My grandfather was also a dairy farmer and my mom was a little girl in the area of Moonflower, so much was learned from her stories of my grandpa in the dairy barn, with the strength to lift a container of milk into the separator with one hand and his tendency to talk naps hidden away in the hay.
My family did not have to move off their farms in the depression. They are not from the Four Corners there is no polygamy in our history, but my great grandparents really really liked each other and my grandmother was one of thirteen children with six brothers and I have always heard stories of when they were boys....


and worked the Minnesota farm with their dad...




Sadly, I knew many of  my great uncles longer than I knew my grandfather, who died when I was four, but my childhood was full of trips back to my grandmother's brothers' and my grandfather's brother's farms.
For Moonflower, I decided that one of the universal truths I was going to hold on to was, big families are big families whether they are big because your father has four wives or because your Danish great grandmother and grandfather were really nuts about each other, sibling dynamics are probably very similar. One thing my grandmother would always say was, " don't kid yourself, the older children raised the younger."
One oddity I did copy from my family was my great uncle Harry, my grandmother's oldest brother was the same age as his uncle, my great, great grandmother's youngest son. In the book, mother and daughter overlap having babies...
Even family pictures from the sixties, have proven to be helpful, my great uncles and grandfather helping fix up a old cabin in the foothills near Boulder with my dad, a cabin about the same age as the era of the forties of  my story....









Monday, March 02, 2015

Back to Art....


Of course the year that winter has taken its sweet time arriving...

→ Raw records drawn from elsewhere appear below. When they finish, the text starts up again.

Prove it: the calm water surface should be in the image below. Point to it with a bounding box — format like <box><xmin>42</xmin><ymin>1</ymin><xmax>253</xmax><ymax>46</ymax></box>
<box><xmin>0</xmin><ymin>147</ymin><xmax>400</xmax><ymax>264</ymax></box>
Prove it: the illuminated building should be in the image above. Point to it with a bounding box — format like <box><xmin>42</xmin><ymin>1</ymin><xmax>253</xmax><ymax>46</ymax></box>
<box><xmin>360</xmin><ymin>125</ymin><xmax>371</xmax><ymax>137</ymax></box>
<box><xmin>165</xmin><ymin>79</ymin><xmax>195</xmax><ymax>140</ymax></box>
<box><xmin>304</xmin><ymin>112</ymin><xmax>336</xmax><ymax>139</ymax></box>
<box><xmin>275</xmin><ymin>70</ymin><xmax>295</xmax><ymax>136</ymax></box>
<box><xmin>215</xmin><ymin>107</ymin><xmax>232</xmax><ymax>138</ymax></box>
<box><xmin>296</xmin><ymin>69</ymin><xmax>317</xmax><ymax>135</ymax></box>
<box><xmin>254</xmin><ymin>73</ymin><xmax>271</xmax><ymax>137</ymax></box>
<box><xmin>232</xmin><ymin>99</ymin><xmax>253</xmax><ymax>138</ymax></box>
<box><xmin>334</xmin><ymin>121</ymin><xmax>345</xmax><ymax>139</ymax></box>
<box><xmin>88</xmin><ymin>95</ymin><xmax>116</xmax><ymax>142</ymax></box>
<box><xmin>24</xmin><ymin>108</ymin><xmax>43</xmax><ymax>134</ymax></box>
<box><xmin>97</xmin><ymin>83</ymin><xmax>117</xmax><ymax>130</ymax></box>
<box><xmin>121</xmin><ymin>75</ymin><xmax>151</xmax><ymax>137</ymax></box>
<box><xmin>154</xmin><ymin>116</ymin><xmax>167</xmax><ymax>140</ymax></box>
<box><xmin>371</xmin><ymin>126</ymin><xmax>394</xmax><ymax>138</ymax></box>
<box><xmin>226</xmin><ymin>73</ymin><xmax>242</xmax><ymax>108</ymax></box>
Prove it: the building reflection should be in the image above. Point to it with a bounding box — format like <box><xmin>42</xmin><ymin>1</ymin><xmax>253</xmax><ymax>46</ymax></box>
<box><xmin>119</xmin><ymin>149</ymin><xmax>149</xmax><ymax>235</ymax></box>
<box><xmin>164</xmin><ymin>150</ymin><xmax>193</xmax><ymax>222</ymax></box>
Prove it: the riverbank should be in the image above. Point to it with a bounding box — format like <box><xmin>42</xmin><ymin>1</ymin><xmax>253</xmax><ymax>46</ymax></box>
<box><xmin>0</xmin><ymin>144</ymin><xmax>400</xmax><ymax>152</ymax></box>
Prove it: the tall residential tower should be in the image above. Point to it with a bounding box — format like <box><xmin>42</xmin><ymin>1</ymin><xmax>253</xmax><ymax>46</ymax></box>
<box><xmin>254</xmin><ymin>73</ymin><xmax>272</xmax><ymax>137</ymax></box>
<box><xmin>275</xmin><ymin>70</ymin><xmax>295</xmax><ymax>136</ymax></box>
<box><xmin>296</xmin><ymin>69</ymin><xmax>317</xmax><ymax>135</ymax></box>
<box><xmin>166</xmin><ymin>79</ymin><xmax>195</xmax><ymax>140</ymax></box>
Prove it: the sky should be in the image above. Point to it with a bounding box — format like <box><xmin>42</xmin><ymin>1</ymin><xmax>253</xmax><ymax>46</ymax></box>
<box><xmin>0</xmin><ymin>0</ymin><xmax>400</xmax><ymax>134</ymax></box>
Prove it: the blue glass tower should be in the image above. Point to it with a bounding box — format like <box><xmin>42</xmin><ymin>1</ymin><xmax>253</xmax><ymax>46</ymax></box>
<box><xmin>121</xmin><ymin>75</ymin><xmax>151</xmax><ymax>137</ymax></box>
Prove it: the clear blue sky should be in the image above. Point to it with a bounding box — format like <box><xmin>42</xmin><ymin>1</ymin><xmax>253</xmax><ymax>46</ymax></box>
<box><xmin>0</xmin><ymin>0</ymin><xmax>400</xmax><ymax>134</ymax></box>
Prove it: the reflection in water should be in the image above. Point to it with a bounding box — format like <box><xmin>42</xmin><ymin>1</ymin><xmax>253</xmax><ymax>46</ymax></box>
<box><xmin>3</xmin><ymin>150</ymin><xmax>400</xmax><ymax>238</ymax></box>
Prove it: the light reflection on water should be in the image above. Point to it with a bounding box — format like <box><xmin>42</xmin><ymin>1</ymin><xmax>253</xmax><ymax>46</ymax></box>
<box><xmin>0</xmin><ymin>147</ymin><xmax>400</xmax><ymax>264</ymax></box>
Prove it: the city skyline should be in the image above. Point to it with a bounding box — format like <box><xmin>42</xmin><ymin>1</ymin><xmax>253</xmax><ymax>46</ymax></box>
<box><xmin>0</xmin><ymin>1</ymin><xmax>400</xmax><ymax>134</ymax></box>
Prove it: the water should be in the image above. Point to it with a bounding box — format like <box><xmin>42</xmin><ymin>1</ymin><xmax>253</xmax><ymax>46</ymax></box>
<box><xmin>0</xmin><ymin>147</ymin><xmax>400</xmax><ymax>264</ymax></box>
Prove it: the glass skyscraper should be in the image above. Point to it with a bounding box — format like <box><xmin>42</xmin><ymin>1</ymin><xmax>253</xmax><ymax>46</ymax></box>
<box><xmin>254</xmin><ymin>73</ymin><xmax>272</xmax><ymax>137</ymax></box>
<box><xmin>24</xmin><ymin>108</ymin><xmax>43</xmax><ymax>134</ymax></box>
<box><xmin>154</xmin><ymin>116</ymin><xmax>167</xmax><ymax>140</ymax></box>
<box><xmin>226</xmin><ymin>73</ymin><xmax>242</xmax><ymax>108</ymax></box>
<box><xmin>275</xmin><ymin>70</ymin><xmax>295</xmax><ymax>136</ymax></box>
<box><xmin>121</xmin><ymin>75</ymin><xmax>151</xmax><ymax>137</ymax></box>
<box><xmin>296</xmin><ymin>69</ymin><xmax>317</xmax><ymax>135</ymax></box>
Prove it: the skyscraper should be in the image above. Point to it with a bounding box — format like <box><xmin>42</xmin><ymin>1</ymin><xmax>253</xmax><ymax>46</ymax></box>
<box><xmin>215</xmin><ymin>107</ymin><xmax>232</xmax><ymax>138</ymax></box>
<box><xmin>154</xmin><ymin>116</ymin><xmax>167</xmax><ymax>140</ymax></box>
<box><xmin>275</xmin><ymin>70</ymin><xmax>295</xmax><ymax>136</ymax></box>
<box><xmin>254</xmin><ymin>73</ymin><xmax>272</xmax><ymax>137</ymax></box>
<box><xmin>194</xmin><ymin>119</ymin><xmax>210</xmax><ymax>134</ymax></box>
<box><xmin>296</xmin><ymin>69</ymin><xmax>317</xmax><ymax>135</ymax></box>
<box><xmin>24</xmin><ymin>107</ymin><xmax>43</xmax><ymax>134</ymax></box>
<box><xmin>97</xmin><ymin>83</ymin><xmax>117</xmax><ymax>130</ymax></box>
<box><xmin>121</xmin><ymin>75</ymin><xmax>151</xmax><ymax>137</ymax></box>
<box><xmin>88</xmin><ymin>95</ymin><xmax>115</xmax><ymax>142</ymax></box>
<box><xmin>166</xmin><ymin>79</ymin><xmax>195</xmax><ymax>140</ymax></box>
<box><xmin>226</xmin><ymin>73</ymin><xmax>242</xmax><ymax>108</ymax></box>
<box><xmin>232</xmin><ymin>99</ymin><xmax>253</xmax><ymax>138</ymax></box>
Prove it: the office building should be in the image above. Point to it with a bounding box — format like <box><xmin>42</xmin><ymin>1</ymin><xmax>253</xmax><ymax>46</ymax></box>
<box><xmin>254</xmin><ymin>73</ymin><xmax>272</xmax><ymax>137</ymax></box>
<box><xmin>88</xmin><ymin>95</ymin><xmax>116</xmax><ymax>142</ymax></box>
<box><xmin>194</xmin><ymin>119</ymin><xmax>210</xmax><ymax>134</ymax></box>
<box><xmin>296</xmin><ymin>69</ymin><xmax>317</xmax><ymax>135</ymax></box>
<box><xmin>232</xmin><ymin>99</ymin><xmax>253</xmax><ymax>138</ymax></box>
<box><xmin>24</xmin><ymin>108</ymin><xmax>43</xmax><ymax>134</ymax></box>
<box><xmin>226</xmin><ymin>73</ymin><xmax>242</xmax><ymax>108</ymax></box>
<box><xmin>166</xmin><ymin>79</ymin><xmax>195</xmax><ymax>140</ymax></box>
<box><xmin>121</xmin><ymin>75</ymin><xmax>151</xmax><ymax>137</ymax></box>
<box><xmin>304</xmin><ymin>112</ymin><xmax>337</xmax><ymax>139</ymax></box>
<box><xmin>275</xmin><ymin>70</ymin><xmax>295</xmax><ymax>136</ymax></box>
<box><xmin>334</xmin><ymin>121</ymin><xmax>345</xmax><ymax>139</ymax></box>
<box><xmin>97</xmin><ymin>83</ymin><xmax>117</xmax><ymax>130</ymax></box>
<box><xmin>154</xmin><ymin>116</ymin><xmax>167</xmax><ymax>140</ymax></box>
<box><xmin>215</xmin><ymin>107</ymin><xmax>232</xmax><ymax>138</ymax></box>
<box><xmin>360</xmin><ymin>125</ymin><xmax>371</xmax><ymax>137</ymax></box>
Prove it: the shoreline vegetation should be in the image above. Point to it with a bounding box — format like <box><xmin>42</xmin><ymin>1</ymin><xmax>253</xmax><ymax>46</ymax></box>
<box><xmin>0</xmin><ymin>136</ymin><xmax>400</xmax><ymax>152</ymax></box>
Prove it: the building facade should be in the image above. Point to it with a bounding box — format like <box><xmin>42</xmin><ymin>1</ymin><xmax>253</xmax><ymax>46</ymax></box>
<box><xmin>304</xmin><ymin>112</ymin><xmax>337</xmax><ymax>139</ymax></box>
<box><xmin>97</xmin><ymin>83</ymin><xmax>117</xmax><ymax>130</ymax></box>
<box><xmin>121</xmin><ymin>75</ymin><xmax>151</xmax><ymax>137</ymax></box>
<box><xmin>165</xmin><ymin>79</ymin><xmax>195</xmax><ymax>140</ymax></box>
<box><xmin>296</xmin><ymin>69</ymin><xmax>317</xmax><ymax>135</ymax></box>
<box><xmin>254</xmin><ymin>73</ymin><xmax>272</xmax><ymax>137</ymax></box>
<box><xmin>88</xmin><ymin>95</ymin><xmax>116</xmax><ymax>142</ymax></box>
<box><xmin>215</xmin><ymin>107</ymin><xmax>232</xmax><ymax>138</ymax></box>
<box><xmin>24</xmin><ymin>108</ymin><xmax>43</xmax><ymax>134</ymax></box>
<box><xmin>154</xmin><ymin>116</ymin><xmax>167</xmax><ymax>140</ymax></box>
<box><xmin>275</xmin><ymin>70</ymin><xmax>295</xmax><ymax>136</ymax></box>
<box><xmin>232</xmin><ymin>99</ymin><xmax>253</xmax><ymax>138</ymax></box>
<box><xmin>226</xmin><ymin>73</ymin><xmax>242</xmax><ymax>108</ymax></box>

I had little traveling to do, except for a week long trip over to the Front Range, loving the dusting of snow around the La Sals in Utah...



So being mostly home,  I have fallen into a bit of a routine, writing and book things in the morning and art in the afternoon and weekends. I have done it enough to find that I definitely need the stitching to stay sane. I decided to tackle a fabric collage idea I have had for a long time, more for my own walls or a gallery show than for a illustration portfolio piece,..


Saturday Morning is somewhat of a family self portrait, thought the faces have been changed and my hair has never been as full and long as I stitched it,  but it's for the most part our bedroom and our dogs and definitely what Saturday mornings looked like when my kiddos were little and we were desperately trying to get a few more minutes sleep before they and the dogs, well, had other ideas. 


Started laying things down and stitched most of the background before tackling the bed, limiting how many layers you have to stitch through is always a challenge, as is working with such small bits of fabric that with over working start to disintegrate....


Hands and faces are always a challenge, and sometimes the best thing is to just start over...


Late February, the snow decided to start falling...




and Saturday Morning is progressing...




So, if I let sleeping dogs lie where they are, the rest of the winter...


sorry, it was so cute of a picture. If I keep at my schedule the rest of the winter, into the big melt, Saturday Morning, should be done soon, except for the question of home much needlework I do on it.